Life offers her a good chance in the person of Angel Clare and an idyllic job in a rich farmhouse. Her old ways of thinking, her self-punishment and oath never to marry, prevent her for being honest with her new romance. Even though Tess appears innocent, she makes several mistakes that nobody can be blamed for, not even herself, but these mistakes bring her only pain. Her wedding night scene is marvelously depicted, where the eternal love of one man melts away at a sorrow past, and love blindness uncovered makes Angel realize he does not know the woman in front of him.
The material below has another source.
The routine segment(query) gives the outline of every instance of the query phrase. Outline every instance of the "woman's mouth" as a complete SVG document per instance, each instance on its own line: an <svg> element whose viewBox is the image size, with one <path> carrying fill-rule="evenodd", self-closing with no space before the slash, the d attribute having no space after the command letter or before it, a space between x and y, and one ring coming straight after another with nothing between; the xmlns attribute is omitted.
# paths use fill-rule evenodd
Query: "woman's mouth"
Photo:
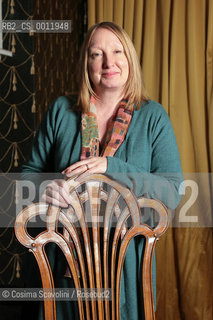
<svg viewBox="0 0 213 320"><path fill-rule="evenodd" d="M111 77L113 77L113 76L115 76L117 74L118 74L118 72L106 72L106 73L102 73L102 77L111 78Z"/></svg>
Tess is torn apart, but her pride is again winning: she accepts being denied, thrown away, put back into a life of misery. Her admiration for Angel's intelligence makes her overbelieve in him, altough Angel is only driven by ethic and society values, which destroy their relationship. In these scenes, Tess becomes more mature, and regrets not respecting her old oath, but still not strong enough to become a woman. Tess never uses her feminine side, she never shows weakness in front of others. Tess is like a statue of a warrior although inside she is full of tears, misery, pity and weakness. All the men in her life are attracted by her, although she denies herself, never loves herself and always refuses everything thrown at her.
The life of misery is depressing, grey, and full of hardfeelings. Her old seducer, raper, and mischievous man reappears in her life, and again, takes advantage of her weakness, the death of her father, the lose of their home, and forces her to become his woman again.
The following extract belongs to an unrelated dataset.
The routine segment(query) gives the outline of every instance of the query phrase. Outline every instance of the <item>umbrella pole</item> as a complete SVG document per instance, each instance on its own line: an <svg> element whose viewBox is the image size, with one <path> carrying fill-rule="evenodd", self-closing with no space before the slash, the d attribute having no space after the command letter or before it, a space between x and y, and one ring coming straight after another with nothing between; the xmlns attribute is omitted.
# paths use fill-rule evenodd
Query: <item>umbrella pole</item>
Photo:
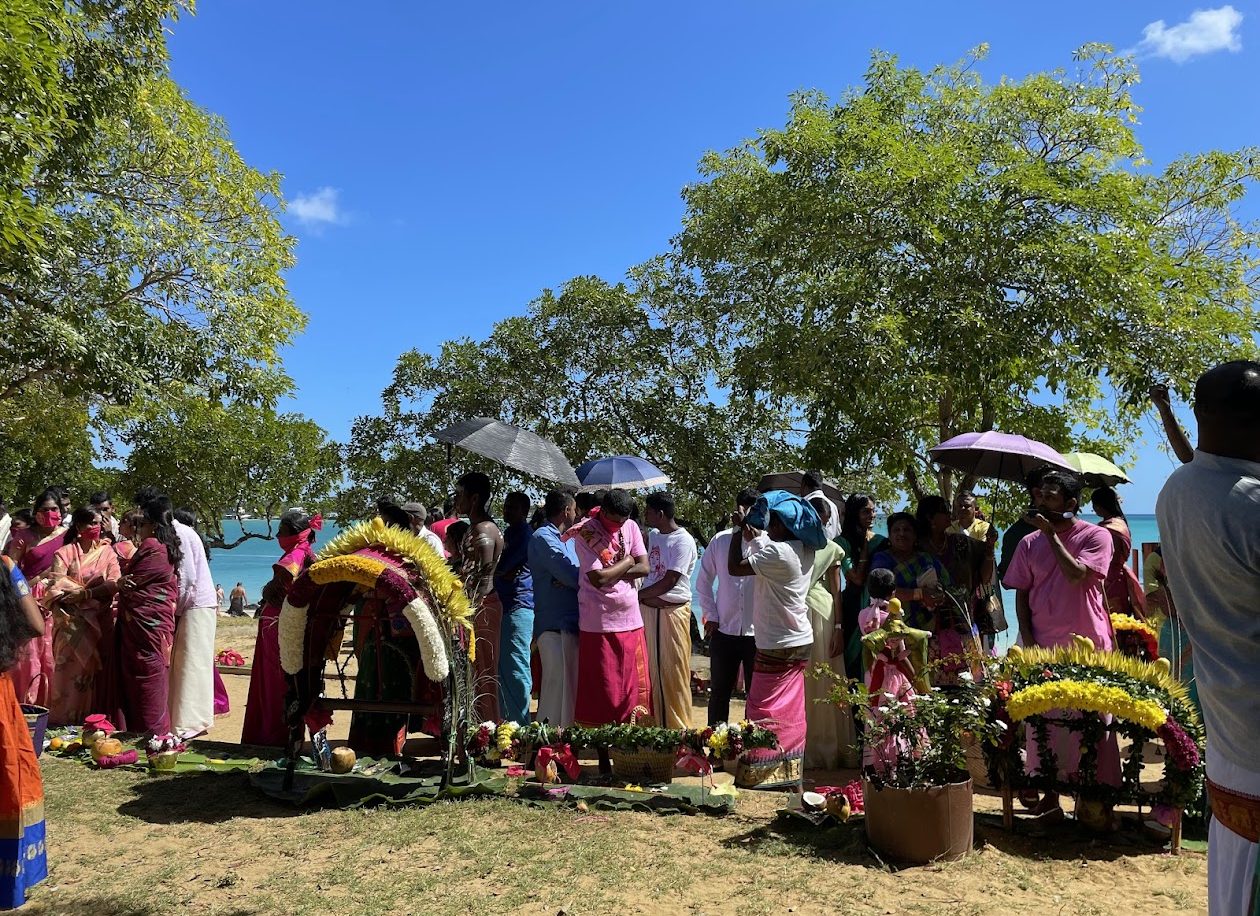
<svg viewBox="0 0 1260 916"><path fill-rule="evenodd" d="M450 442L446 443L446 492L451 493L455 490L455 469L452 464L455 461L455 446Z"/></svg>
Angel returns too late, at a place where Tess only lives in resignation, just taking her existence from one day to another. The last scene is epic, and makes one really feel sorry for Tess. The author successfully achieves the highest dramatic point of the novel, where Tess's only purpose in life, her only hope, reappears after a very long time, but it's too late, in her own words. Her morality has been destroyed. Her pride has been stepped over. Her self esteem as a woman has been vanquished. Her last spark of will is concentrated in a desperate gesture to destroy the one man that has destroyed her life.
Her wedding with Angel is finally consumed in a five day hideout from authorities, where she feels complete, loved, cared for, and finally together with the one man she really loved. Some feelings many people have for long time, but never really appreciated, nor realized they have. The happiness is very bitter though, as the punishment draws near. Tess ends her life regaining part of her pride, at a sacrifice of their couple and their love.
The book depicts the destruction of a human being, by society and evil people, starting from young age to maturity. Tess is the model of the naive who expected so much more from people, and given so much less. Angel is the model of the man who made mistakes, regrets them, but doesn't learn anything from it, sacrificing the life of maybe one single person he really loved for his own pride and society's ethical values. Alec, the "cousin", is the model of the decadent, the man without any remorse or moral values, who undergoes different stages in his development, but in the end showing his true evil face to the bitter end. Alec is punished for all his sins though, because the author punished almost everyone in this novel. Angel though gets a new wife in the person of Tess' sister, this time unstained and full of pure virtue as he pleased. But is this what he really wanted? Pure virtue in a person he doesn't care for? Or maybe he could be willing to forgive the person he really loved, for some sins that she actually never commit ?
Tess d'Urberville is bitter, really bitter.